Aunque no sabía por dónde iban los tiros, mi respuesta no se hizo esperar.

—Alguna vez me lo pregunté al principio y me pareció que la razón estaba clara: papá está por medio y él te satisface plenamente. Estando él, no necesitas de nadie más.

—Lo que dices es muy razonable; sin embargo, no es del todo cierto.

—¿En qué me equivoco? —me asaltó la curiosidad.

Creo que Brigi iba a explicarme en qué estaba yo equivocado, pero debió de pensárselo mejor y me volvió a salir con la frase de costumbre.

—Cosas de mujeres.

El "cosas de mujeres" era como una señal de stop. No me molesté en insistir, a sabiendas de que ya no iba a avanzar más en el tema por muy pesado que me pusiese.
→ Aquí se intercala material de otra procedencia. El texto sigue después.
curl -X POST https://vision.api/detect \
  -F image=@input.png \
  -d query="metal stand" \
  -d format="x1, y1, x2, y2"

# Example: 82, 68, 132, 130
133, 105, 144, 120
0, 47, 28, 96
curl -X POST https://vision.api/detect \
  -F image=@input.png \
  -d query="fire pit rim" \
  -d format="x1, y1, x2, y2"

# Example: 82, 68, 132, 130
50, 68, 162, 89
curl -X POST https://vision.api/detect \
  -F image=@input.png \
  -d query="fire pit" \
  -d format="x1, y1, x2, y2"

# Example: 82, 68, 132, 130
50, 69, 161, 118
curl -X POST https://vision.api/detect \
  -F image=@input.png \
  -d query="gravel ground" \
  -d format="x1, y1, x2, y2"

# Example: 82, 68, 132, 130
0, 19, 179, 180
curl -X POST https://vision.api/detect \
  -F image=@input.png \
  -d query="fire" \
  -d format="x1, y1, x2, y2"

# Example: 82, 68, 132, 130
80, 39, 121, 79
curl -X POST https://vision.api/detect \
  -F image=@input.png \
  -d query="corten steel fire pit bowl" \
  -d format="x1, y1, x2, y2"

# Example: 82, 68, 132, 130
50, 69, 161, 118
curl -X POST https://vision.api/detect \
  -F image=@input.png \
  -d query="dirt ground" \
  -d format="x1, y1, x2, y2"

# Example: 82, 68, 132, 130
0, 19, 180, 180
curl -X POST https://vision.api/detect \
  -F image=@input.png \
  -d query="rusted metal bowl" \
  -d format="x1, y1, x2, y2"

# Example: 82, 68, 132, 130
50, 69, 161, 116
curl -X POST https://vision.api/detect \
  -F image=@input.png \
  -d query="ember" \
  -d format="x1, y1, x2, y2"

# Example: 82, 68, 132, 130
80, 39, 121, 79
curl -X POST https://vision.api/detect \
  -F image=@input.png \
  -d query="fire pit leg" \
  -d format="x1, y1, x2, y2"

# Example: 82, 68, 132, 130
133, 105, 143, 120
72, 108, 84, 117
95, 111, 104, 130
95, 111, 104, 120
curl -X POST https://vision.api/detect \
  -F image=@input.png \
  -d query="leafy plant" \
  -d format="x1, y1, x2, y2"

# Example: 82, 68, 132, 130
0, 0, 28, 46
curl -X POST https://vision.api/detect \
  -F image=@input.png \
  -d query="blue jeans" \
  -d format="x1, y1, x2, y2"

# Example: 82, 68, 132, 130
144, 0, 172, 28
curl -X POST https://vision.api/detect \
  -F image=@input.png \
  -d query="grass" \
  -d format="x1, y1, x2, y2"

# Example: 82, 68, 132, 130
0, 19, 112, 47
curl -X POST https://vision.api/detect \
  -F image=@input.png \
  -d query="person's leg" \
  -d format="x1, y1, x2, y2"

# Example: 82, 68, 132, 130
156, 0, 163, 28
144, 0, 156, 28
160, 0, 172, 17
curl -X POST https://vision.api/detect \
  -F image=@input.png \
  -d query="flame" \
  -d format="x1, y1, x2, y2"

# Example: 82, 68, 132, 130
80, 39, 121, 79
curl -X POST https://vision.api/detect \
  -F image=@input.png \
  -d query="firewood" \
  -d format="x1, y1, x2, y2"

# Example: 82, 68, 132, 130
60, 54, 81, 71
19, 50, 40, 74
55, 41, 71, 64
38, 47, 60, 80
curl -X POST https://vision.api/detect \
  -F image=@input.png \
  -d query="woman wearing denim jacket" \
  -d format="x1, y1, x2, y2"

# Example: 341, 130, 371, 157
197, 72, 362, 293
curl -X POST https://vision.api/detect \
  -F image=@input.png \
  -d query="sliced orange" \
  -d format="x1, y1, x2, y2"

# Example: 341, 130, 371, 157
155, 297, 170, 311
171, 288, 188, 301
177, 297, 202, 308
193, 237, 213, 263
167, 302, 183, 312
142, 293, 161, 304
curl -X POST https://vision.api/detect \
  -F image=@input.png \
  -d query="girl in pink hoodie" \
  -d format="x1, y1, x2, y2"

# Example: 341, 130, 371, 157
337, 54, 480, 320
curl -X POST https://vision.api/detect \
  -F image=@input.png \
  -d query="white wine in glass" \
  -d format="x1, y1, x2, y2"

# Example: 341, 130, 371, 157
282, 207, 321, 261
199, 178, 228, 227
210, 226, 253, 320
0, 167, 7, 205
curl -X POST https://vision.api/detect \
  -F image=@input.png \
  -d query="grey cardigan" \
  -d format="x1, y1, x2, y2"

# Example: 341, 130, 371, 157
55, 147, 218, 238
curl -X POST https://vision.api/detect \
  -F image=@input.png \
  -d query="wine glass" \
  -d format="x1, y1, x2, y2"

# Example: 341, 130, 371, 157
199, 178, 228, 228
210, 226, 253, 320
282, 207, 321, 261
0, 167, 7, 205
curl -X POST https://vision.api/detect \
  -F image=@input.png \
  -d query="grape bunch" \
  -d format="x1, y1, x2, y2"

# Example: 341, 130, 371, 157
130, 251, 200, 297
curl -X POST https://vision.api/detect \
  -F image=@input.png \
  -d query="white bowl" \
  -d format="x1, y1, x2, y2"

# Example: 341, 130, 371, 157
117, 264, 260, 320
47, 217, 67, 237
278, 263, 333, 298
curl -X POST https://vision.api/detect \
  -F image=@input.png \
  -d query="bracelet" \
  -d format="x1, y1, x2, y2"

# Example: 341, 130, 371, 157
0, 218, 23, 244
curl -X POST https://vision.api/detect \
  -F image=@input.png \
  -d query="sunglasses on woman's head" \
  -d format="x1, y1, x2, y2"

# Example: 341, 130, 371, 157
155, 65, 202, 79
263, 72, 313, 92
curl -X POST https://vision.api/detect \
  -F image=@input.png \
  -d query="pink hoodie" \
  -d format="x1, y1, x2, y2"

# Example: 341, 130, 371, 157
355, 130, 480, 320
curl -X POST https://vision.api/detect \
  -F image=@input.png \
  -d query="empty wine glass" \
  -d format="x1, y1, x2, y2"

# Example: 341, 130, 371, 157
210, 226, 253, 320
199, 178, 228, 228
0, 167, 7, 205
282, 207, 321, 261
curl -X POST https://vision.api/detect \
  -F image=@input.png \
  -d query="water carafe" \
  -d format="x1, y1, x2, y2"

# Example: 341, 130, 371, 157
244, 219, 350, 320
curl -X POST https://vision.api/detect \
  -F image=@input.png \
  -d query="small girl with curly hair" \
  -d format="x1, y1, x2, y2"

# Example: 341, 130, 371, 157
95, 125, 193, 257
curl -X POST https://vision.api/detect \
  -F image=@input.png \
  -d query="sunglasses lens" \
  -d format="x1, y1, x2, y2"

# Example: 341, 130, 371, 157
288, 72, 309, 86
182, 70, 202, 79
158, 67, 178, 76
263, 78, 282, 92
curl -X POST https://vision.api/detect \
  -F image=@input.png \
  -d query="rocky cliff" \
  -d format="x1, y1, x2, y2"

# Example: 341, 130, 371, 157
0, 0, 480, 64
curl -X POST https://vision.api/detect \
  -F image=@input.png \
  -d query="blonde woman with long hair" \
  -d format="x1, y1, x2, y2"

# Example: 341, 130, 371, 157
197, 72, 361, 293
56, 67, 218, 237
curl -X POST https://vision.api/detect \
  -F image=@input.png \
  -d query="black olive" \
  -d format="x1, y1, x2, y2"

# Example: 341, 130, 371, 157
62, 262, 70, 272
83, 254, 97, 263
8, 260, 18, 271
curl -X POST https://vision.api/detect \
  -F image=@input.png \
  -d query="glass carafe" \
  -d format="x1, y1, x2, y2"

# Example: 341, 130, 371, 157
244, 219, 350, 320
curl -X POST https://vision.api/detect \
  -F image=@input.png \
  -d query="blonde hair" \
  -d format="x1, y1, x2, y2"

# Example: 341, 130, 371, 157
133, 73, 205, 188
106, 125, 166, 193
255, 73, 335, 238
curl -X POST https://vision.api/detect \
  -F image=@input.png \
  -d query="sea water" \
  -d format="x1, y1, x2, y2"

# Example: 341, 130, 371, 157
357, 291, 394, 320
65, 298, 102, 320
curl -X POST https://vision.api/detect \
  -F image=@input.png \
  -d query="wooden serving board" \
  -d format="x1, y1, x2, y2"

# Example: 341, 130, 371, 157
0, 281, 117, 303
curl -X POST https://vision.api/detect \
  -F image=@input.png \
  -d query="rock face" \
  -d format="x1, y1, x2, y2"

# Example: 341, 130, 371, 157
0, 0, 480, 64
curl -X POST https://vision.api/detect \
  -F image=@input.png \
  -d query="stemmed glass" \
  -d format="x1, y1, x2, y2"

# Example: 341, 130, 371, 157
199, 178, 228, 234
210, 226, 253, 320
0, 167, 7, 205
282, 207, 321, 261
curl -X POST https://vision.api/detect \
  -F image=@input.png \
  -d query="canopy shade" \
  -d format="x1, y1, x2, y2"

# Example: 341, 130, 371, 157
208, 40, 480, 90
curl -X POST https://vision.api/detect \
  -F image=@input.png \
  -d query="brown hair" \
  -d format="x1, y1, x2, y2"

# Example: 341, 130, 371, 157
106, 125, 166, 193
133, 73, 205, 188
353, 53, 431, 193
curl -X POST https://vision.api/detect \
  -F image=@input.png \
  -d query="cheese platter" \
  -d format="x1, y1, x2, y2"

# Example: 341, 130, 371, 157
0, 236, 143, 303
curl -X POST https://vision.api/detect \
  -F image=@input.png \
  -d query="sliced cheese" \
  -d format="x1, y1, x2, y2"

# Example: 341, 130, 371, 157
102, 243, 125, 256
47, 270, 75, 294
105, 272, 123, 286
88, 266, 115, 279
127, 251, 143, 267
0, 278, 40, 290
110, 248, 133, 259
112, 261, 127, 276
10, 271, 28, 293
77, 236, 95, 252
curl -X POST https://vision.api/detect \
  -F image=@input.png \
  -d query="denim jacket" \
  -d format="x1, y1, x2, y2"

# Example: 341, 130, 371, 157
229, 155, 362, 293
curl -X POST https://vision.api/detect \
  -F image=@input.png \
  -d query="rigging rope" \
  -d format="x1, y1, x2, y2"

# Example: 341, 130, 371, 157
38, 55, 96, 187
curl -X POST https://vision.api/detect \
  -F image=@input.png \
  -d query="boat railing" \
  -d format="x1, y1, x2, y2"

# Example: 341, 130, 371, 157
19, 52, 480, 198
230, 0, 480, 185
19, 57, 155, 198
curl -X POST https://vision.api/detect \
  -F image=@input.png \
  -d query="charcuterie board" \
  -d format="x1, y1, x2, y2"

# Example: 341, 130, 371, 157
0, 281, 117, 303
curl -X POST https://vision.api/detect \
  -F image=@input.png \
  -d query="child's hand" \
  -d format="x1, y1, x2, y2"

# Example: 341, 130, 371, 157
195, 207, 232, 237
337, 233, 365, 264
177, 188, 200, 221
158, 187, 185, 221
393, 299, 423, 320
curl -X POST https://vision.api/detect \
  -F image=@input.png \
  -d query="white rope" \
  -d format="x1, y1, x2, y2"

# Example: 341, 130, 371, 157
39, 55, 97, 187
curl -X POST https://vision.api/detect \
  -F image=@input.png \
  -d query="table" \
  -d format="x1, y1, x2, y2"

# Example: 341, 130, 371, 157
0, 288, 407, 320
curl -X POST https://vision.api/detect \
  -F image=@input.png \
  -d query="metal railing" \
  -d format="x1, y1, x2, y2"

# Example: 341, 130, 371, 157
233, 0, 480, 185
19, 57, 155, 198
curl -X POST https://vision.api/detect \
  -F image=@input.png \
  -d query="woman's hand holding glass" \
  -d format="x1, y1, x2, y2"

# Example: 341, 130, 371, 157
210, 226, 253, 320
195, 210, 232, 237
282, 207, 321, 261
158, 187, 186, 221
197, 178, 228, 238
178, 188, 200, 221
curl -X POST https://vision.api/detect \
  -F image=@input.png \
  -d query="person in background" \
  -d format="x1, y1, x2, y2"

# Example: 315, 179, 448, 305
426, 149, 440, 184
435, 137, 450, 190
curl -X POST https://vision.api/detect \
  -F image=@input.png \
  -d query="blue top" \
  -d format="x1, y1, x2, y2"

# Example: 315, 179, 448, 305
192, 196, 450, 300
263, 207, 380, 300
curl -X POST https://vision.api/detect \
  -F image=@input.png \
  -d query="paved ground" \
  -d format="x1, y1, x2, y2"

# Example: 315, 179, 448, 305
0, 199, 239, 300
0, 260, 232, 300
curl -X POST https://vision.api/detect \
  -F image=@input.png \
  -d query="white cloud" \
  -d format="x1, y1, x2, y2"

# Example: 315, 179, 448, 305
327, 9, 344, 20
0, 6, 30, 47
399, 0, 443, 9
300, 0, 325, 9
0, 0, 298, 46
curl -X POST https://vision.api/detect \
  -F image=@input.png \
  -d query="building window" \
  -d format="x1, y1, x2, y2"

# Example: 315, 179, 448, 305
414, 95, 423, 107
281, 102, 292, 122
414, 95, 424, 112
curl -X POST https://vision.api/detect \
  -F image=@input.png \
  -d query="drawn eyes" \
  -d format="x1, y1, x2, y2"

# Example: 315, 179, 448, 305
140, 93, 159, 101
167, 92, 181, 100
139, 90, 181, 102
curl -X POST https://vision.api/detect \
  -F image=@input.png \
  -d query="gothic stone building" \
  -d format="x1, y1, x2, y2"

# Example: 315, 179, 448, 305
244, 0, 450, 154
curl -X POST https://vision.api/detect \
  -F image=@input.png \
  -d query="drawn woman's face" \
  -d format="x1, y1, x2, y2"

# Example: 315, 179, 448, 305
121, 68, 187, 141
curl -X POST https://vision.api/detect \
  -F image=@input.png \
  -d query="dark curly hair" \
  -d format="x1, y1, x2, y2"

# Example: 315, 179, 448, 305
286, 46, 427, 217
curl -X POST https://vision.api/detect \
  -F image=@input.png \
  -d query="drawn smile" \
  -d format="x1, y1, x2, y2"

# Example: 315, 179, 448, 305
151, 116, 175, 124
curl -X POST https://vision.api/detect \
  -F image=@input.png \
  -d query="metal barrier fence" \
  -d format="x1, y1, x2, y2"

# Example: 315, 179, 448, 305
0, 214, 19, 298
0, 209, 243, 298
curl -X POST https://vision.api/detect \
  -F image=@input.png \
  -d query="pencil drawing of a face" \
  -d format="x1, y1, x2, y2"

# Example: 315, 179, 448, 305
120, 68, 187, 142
Era como un grueso cerrojo que se echa a una enorme puerta, que ya no hay manera de poder traspasar.

La conversación siguió por otros derroteros que poco pueden interesar al lector y que, por ello, prefiero pasar por alto. Mas es lo cierto que, mientras esa conversación se desarrollaba, nuestras mutuas caricias fueron perdiendo inocencia y adquiriendo matices más significativos. Al paréntesis madre—hijo volvió a suceder la evidencia mujer—hombre. Mi rabo, que ya había tenido suficiente descanso, se puso de nuevo a tono y la charla empezó a languidecer para dar paso a los hechos. De nuevo me enzarcé con aquellas tetas de las que nunca me cansaba y mi mano hostigó de nuevo el centro de la feminidad para, poco a poco, reavivar las sensaciones dormidas y dejar el plato listo para ser consumido.

Aquel último fue, tal vez, el polvo más plácido y, al menos para mí, el más satisfactorio. Nada de rebuscadas posturas ni exhibiciones sin cuento. Todo naturalidad y sosegado amor, dejando que el deseo brotase por sí mismo y culminando nuestra unión cuando nuestros cuerpos lo pidieron, sin más guía ni consejero que nuestros propios sentimientos y aquella mutua atracción, no sé si fatal o afortunada, que nos mantenía encadenados el uno por el otro.


El pesar que me embargada, por saber que el sueño había llegado a su final, en parte quedó recompensado por el epílogo que, al regreso de mi padre, puso mi madre al episodio.

—¿Qué tal se ha portado el nene durante mi ausencia?

—De matrícula de honor.

Después, no sé si con celos o malsana envidia, vi cómo mi padre rodeaba con su brazo el talle de mi madre y ambos enfilaban hacia aquella alcoba que ya no volvería a ser mi territorio en mucho tiempo.